Sell Your Manuscript? Great! Now What Happens to It? (Part I)

By: Lisa Silverman

For most authors, the inner workings of a book publishing house are like the inner workings of the computer on which they wrote their manuscript: a big mystery. But if you’re lucky enough to sign a contract with a publisher, it’s in your best interest to understand the process of turning a manuscript into a published book.

The people you’ll deal with at your book’s publishing house will most likely be only your acquiring editor, their editorial assistant, and perhaps someone assigned to promote your book in the marketing department. If you have a literary agent, he/she will deal with the people responsible for drawing up your publishing contract. But many more people work behind the scenes to make a book happen, including those such as me in the copyediting department.

These days, for most books about a year passes between the contract and the publication date. The time frame varies widely based on the type of book, however--political books are often rushed to publication in months to make it onto shelves before election day, but nonfiction books sold on the basis of just a proposal may take up to two years if you still need to write the book.

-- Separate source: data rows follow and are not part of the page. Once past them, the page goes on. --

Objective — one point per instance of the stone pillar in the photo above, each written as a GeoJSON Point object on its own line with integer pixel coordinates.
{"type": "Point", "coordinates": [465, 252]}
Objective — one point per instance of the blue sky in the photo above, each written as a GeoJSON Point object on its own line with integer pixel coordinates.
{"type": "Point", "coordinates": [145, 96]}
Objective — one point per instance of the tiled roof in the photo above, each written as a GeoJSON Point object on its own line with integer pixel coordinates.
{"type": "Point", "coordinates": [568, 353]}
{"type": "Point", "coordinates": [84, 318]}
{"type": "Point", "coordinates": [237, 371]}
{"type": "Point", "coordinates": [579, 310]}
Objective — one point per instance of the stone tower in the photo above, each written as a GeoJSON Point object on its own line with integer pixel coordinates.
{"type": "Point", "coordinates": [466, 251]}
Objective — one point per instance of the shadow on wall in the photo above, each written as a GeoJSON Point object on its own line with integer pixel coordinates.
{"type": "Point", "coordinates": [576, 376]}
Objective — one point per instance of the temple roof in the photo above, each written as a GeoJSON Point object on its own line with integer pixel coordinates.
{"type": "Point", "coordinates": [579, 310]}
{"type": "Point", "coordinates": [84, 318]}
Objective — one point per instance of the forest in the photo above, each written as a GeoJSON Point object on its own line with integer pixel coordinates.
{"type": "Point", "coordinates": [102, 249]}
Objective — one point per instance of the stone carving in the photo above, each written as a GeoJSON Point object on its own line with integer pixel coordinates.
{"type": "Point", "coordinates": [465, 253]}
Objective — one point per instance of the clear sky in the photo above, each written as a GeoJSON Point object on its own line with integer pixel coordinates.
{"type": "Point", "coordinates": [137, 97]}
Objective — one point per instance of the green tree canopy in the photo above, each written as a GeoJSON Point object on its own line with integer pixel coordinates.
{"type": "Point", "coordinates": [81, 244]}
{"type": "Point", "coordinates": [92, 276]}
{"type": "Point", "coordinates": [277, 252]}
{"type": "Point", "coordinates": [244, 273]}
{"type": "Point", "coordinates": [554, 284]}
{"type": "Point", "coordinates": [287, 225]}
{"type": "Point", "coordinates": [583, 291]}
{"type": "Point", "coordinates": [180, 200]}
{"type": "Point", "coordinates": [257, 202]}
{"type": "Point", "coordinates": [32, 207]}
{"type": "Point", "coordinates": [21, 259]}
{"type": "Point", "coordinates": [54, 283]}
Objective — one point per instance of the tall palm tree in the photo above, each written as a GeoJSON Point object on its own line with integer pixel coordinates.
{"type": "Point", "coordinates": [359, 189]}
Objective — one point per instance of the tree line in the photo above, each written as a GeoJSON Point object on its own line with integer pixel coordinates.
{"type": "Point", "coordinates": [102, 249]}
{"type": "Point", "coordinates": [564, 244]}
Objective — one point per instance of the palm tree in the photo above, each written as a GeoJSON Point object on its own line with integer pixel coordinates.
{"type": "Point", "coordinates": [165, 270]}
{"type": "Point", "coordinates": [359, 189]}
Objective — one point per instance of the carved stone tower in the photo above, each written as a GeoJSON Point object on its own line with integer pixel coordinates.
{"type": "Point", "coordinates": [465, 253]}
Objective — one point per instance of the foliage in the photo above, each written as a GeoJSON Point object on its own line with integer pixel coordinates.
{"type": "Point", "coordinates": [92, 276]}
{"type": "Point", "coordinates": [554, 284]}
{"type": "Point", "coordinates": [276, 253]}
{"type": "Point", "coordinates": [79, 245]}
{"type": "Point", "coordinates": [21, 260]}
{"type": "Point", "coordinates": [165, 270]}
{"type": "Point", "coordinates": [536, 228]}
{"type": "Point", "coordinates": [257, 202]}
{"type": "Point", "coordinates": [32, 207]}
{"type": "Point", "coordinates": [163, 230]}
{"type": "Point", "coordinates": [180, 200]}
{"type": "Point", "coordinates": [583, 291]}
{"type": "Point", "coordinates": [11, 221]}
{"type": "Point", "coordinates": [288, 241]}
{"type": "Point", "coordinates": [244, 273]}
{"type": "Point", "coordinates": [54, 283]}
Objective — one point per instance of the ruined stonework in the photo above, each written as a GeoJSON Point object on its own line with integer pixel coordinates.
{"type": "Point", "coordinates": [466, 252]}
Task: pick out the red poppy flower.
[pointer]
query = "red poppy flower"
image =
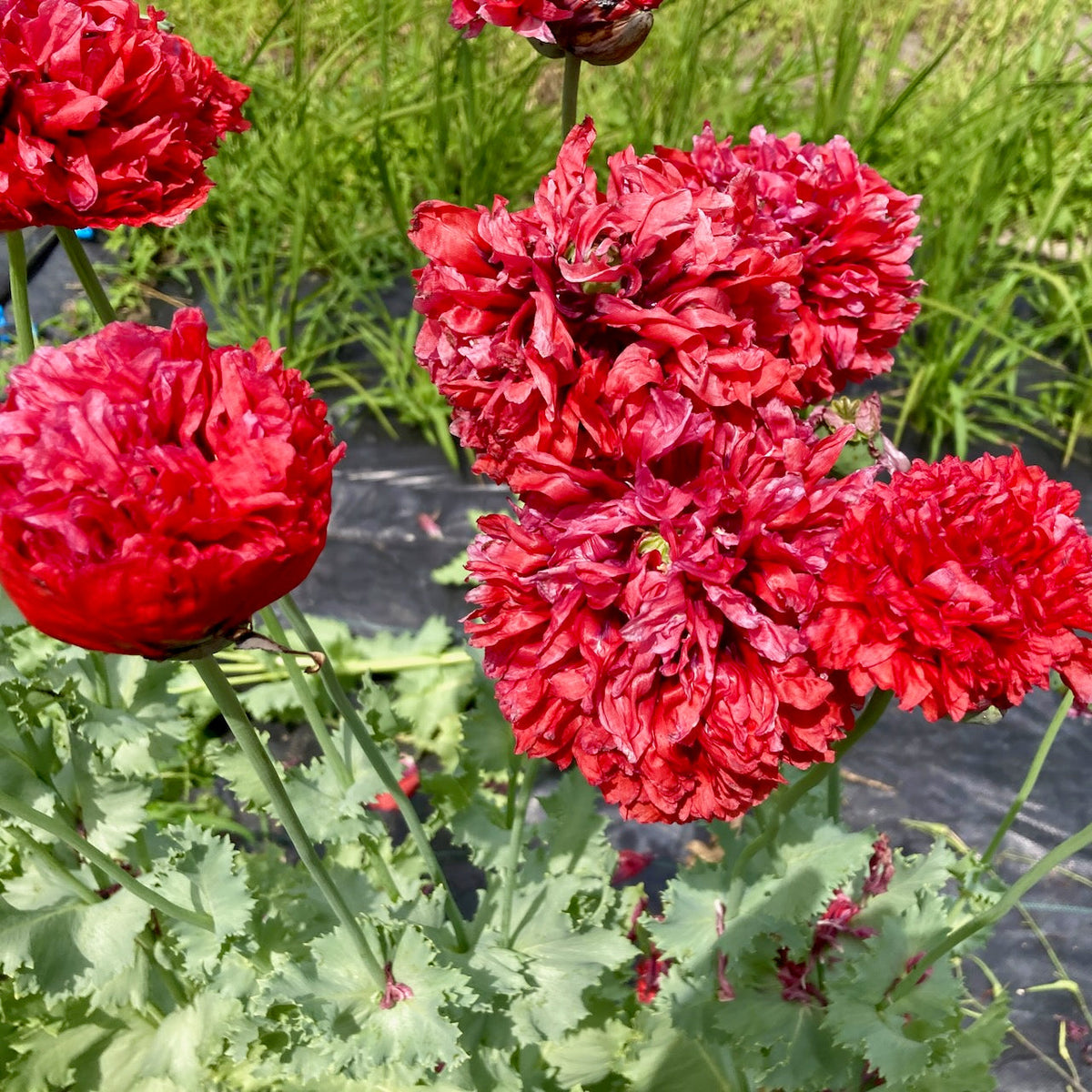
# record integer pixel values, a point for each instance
(603, 32)
(693, 288)
(958, 587)
(105, 119)
(156, 492)
(654, 638)
(595, 328)
(854, 232)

Why does the book publishing process take so long? Why can’t they just draw a cover and print it? I’ll tell you about one reason: the need for copyediting. I don’t care if you and your best friend have proofread your manuscript 800 times. I don’t care if you’ve employed a good freelance editor. No manuscript I’ve ever seen didn’t need copyediting.

A copyeditor is trained to look for things neither you nor your acquiring editor look for. Your editor is focused on broader content issues: character, plot, themes, structure. The copyeditor knows every little rule of grammar and punctuation in "The Chicago Manual of Style" (our Bible) and how to apply them. If they’re good, they also know when to forget those rules and when to leave your writing alone in order to preserve your unique authorial voice.

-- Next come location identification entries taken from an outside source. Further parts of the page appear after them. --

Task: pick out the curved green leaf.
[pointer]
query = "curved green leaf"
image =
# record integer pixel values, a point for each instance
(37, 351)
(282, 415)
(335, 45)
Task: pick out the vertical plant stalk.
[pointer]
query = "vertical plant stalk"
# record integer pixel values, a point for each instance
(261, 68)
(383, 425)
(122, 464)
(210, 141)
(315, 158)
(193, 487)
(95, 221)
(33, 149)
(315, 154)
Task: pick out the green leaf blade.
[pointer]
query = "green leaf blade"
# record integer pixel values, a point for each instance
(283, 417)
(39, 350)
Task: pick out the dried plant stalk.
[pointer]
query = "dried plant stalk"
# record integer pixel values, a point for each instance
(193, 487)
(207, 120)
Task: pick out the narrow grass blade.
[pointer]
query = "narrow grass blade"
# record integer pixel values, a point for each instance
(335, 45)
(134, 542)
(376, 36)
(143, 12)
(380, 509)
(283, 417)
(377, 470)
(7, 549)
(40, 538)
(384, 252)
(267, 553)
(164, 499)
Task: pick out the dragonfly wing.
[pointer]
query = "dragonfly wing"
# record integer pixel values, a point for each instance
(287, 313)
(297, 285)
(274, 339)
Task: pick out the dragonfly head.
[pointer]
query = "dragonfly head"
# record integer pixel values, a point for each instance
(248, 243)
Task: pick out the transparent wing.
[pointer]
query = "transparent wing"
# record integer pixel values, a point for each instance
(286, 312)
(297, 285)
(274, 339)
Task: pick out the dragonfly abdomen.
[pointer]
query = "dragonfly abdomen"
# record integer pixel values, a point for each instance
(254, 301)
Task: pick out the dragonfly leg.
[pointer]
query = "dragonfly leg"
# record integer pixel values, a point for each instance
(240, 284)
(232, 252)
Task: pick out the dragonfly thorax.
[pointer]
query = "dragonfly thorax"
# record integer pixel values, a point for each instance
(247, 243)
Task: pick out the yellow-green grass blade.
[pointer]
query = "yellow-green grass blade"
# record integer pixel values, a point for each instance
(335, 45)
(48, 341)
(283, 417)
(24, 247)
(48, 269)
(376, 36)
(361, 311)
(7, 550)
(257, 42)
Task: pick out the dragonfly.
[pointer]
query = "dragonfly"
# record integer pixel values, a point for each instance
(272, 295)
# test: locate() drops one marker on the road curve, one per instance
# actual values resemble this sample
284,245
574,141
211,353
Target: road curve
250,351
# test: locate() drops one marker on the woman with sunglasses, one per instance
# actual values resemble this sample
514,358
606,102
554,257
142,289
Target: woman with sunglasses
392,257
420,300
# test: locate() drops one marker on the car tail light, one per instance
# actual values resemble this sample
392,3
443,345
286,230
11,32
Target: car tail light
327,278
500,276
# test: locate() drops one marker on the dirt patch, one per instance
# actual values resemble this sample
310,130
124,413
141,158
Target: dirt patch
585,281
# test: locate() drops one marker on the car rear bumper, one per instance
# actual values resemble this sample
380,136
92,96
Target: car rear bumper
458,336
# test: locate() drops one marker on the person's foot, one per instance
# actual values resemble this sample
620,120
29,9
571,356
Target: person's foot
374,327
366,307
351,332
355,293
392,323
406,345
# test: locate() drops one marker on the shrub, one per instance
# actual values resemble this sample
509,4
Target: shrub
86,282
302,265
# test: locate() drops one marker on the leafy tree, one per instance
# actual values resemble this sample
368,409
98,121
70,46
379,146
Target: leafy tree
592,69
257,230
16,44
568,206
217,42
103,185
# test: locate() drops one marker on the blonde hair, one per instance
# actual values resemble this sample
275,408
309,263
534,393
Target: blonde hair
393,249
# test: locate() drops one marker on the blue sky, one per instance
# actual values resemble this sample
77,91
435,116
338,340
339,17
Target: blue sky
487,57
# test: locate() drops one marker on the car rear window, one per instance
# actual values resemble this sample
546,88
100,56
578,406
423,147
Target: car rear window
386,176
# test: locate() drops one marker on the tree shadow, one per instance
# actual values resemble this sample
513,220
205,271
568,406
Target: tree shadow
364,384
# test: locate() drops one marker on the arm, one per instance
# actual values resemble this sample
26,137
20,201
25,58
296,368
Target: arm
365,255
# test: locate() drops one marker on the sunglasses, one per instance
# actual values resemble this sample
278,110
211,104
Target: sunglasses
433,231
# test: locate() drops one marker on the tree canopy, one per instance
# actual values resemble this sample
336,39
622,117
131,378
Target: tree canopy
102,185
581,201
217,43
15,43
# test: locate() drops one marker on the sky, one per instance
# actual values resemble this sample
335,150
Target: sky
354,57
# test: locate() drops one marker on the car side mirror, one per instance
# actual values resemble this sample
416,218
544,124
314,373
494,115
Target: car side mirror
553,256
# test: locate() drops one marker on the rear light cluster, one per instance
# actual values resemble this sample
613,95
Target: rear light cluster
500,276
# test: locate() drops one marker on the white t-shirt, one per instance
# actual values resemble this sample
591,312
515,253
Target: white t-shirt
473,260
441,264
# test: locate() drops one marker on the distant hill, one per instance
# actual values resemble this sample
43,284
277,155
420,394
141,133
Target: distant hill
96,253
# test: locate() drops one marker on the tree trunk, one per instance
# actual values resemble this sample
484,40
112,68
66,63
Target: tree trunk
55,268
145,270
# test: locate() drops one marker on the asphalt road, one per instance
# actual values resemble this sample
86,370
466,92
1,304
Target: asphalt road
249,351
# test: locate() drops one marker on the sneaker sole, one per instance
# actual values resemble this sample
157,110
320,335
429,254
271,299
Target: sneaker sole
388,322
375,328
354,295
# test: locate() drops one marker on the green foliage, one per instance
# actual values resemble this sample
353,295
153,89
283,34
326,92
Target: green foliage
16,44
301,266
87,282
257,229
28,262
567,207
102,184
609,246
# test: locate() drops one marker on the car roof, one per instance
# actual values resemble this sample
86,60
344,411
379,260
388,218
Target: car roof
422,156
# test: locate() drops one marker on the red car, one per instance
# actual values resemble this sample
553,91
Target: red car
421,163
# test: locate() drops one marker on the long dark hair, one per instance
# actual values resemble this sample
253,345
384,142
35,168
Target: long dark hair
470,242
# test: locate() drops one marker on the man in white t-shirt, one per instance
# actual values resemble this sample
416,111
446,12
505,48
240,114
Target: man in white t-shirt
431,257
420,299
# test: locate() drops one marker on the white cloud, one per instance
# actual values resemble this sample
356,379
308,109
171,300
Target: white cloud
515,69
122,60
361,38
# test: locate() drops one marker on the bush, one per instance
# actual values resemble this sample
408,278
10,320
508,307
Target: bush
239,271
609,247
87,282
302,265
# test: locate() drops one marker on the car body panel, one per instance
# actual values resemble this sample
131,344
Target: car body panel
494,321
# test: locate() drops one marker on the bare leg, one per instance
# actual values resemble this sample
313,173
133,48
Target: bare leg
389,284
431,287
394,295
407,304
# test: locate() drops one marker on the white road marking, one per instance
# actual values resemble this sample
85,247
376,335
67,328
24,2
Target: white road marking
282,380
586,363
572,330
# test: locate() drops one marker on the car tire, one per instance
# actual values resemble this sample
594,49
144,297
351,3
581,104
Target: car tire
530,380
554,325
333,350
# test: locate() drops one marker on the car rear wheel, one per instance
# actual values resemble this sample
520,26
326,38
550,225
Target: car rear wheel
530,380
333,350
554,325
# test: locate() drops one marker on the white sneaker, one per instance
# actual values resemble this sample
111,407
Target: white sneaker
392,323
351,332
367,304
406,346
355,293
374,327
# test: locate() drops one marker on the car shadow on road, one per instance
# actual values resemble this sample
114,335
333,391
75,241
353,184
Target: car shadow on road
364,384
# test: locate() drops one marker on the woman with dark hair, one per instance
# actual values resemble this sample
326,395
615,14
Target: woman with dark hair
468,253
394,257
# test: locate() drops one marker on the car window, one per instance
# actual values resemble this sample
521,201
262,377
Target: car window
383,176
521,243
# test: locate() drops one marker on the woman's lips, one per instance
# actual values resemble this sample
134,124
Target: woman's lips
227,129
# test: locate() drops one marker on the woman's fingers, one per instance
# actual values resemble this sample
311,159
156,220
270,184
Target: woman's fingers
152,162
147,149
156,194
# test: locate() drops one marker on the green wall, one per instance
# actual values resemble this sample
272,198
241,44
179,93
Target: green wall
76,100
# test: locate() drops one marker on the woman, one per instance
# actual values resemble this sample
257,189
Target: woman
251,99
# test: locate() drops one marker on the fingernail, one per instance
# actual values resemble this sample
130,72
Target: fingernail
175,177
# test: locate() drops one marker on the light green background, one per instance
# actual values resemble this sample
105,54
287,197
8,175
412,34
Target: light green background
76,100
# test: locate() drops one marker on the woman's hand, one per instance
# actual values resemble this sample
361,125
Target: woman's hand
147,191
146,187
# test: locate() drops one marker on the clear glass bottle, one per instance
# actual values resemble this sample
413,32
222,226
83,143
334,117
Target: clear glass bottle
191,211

They’ll insert commas to make a sentence clearer. They’ll ask “What do you mean by this?" or “Is this the same ‘Joe’ you mentioned back on page 23?" They’ll notice if you repeat a sentence from page 3 on page 452. They’re the first real reader who is approaching your novel or nonfiction with a fresh, unbiased eye, and it’s a keen eye, so pay attention.

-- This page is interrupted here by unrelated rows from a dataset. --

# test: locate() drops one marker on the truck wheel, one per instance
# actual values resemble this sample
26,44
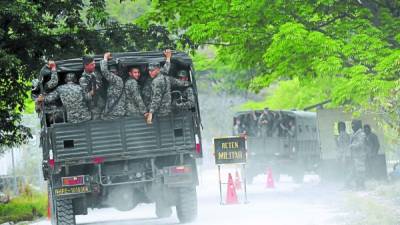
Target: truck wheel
51,204
186,207
163,210
65,212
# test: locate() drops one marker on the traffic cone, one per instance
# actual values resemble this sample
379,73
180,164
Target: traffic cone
238,184
231,197
270,180
48,209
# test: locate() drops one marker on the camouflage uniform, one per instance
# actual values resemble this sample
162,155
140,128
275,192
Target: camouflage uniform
95,103
72,98
160,95
134,101
157,92
115,104
358,153
342,145
186,100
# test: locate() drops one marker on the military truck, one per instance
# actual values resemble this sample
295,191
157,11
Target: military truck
311,147
292,154
330,167
123,162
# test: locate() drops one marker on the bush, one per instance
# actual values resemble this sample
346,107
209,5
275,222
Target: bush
26,207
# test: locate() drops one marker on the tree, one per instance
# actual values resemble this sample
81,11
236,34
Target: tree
354,43
34,31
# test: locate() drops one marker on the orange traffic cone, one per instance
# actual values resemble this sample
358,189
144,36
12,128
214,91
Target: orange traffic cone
238,184
231,197
48,209
270,180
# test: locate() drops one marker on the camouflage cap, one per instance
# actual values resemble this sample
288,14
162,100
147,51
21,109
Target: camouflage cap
70,77
35,84
113,67
87,59
182,73
154,65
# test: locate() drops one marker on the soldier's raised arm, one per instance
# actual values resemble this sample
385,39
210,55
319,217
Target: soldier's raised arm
52,83
167,65
110,77
158,87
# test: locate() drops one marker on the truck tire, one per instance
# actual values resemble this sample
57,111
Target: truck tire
163,210
65,212
186,207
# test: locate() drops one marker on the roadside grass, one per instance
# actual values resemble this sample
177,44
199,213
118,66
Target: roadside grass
379,205
26,207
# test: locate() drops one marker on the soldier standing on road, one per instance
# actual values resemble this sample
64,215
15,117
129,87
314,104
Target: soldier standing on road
358,154
187,100
134,101
158,92
71,96
115,104
265,123
92,85
372,148
342,143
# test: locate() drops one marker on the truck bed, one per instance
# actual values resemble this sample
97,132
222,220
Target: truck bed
127,137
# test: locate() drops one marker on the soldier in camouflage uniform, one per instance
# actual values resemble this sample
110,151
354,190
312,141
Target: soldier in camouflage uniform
342,143
72,98
134,101
115,104
54,110
157,89
186,99
358,154
92,85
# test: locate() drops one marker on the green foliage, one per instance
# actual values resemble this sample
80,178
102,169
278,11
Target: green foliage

It takes about a month to copyedit most manuscripts, after which you will have a few weeks to review the copyeditor’s work and answer any queries. Remember that your name will be on the cover, so ultimately all decisions are yours; but also remember that copyeditors are highly skilled professionals and, yes, they may know more than you do about certain aspects of writing. Respect their work. It helps turn your manuscript into a clean, professional bound book.